My tears, the ones I was holding in were of happiness and not so much sadness after my thoughts had come full-circle about WHO my dad was to me and the world.  I didn't want him to see me crying on the OUTSIDE so I held it INSIDE of me.  I didn't want to add to his pain or anyone else's who was there.
 
The thing about emotions is that IF everyone can hold it together, there will be peace but if just ONE person starts crying, it's hard to stop everyone else's dam from breaking.
 
My dad was kind and generous to friends and strangers alike in all of his dealings with them, repairing their radios and televisions as a second job to go along with his job as a mathematics professor at Huston-Tillotson College.  He also dabbled in land, building and buying houses to make rental income for an investment.  He was always renting houses below the fair market value to help people who could not afford to pay the going rate... before there was an Austin Housing Authority to help.  When I say THAT, just consider that the regular rent in 1972 (when I started collecting for him) might've been $150 per month and the average rent my dad charged his tenants was about $45 per month... less than three times the rate others charged.  There was one family he actually charged only $15 per month and when they didn't pay because they might not've had it, he would actually help them with making sure their heat and utilities stayed on.  He cared about people that often probably didn't REALLY appreciate him and still, undaunted, he continued to care. 
 
THIS sounds REALLY familiar to ME...
 
My dad has a soft spot in his heart for helping people and I am proud to know that this often referred to FAULT of his came directly to me thru blood.  I got it honest because I am my father's son.

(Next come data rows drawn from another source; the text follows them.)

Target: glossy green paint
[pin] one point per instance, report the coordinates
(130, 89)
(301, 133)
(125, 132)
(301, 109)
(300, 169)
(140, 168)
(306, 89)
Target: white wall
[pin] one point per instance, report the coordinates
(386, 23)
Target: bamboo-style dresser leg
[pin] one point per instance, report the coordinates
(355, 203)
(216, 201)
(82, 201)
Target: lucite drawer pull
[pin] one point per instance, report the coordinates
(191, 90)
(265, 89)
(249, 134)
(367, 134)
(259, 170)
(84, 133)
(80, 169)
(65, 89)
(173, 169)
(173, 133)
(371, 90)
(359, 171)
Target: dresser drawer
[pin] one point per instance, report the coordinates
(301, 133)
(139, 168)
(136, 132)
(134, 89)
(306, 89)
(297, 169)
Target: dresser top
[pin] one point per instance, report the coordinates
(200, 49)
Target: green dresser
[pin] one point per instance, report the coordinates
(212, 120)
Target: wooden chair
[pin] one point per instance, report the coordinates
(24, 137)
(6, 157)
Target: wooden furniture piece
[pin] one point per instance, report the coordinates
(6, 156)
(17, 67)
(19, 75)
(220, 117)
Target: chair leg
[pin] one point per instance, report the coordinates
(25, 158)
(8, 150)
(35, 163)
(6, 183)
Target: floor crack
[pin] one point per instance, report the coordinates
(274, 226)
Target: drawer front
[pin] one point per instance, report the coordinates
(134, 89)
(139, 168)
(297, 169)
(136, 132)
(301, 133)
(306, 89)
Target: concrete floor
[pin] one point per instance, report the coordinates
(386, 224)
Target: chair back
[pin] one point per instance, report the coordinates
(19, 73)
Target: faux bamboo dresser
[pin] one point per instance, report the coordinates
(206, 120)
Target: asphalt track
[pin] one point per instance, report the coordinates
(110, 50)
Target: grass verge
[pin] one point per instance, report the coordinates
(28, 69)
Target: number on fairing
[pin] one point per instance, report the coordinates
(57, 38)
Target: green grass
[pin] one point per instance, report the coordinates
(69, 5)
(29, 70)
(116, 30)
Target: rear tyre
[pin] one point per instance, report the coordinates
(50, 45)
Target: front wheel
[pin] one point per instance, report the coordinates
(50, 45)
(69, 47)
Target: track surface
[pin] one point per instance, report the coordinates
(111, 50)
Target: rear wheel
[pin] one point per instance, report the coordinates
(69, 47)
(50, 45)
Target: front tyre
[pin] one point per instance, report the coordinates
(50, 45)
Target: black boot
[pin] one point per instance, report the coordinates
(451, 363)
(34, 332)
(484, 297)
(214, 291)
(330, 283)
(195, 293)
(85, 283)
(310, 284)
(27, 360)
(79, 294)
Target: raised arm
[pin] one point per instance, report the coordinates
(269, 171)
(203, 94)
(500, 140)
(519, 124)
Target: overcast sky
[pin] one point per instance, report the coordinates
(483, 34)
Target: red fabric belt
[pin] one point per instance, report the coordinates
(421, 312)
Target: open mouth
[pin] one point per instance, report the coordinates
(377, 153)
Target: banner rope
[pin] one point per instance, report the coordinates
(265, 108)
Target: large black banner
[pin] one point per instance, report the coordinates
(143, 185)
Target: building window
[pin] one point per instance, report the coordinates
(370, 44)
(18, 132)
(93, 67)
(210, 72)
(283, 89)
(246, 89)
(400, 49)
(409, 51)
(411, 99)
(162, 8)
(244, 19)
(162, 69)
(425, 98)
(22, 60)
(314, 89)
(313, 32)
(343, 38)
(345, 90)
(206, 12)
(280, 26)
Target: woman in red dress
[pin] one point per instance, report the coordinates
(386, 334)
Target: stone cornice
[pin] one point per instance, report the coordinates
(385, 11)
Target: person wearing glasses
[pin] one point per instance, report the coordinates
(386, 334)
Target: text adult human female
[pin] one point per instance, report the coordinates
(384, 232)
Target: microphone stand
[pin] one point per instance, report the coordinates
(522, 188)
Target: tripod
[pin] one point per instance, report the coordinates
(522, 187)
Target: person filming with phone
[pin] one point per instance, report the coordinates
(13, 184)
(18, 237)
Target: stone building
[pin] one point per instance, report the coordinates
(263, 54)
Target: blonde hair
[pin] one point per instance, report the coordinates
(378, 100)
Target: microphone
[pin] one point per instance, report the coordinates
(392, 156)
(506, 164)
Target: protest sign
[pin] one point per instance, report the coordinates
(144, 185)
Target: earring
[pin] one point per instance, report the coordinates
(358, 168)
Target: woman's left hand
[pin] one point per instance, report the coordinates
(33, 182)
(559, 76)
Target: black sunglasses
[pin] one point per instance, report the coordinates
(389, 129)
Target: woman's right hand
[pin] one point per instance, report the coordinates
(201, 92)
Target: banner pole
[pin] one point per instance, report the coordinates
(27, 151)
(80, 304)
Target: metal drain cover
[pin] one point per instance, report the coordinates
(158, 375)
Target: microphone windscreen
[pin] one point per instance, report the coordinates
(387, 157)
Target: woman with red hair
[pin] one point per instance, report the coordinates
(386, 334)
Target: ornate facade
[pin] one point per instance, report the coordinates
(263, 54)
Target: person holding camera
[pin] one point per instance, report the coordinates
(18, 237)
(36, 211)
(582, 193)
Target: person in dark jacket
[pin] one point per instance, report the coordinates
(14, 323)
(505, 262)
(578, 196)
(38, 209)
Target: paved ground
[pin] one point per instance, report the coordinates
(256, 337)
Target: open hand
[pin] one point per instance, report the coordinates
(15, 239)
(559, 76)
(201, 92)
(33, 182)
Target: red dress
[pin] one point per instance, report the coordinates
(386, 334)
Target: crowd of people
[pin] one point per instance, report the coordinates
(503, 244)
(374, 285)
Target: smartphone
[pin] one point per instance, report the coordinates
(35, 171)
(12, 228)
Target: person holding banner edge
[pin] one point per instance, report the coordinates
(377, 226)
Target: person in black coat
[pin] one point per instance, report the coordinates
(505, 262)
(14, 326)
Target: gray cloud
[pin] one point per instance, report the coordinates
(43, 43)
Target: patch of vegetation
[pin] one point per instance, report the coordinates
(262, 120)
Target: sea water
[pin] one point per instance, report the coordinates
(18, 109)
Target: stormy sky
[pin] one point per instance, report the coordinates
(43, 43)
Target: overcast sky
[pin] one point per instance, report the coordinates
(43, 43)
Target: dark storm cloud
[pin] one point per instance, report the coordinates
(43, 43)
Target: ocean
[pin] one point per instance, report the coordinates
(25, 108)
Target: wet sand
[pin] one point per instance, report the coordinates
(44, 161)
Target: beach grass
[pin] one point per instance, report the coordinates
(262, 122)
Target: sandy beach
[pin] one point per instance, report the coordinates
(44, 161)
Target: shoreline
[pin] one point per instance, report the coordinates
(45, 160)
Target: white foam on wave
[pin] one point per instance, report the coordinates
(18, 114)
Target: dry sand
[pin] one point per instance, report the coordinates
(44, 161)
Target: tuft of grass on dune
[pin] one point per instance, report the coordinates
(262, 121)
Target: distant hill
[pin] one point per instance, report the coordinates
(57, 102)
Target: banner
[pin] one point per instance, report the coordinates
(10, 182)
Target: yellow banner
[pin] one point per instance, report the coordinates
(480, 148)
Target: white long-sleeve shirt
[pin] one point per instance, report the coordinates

Halleluiah!  
 
That's kind of funny to me in a way because even as he was extremely generous he was also equally frugal with his money when it came to family household expenditures.  I remember that my mother liked getting the best cuts of meat for our freezer from Slaughter's (was downtown) and food from whatever the name of the store was where Hoover's Restaurant is on Manor Road now, before it was Minimax, and milk every Sunday from Old Bossy's.  I used to LOVE Old Bossy milk.  They had great egg nog and chocolate milk too.
 
I am without question also my mother's son because I love having the best things as well.  I suppose I am the epitome of them both... proudly.
 
Take all that in contrast to my dad shopping at places like Culp's in Montopolis... buying two-day old bread and no-name brand foods including pot pies and plastic bottles of milk that he would also put into the freezer for future consumption.  Of course you know that the once-frozen milk tasted like water by the time it thawed out but daddy said that it was still milk and good for us. We had to drink it, protest or not.  Maybe that's why I water down orange juice to this day... You think?
 
My daddy...  There's so much more to say and I am sure others will add to what I have to say at the appropriate time.  I just hope those he was kind to truly appreciated the way he treated them, family or not, and thereby learned from the example he lived as to HOW to treat others.  
 
And I pray that he holds on as long as he wants to
 
My friends Holland Wiler, Thurston Bilal and Rick Epstein comforted me by saying "My prayers and thoughts go out to you and your family.  It sounds like your dad has lived a great life and has touched so many people.  When my time comes I hope that I will have folks remembering me in the ways you portray the memories with your dad." (paraphrased)
 
My prayer? God, please continue to bless the world.  Amen.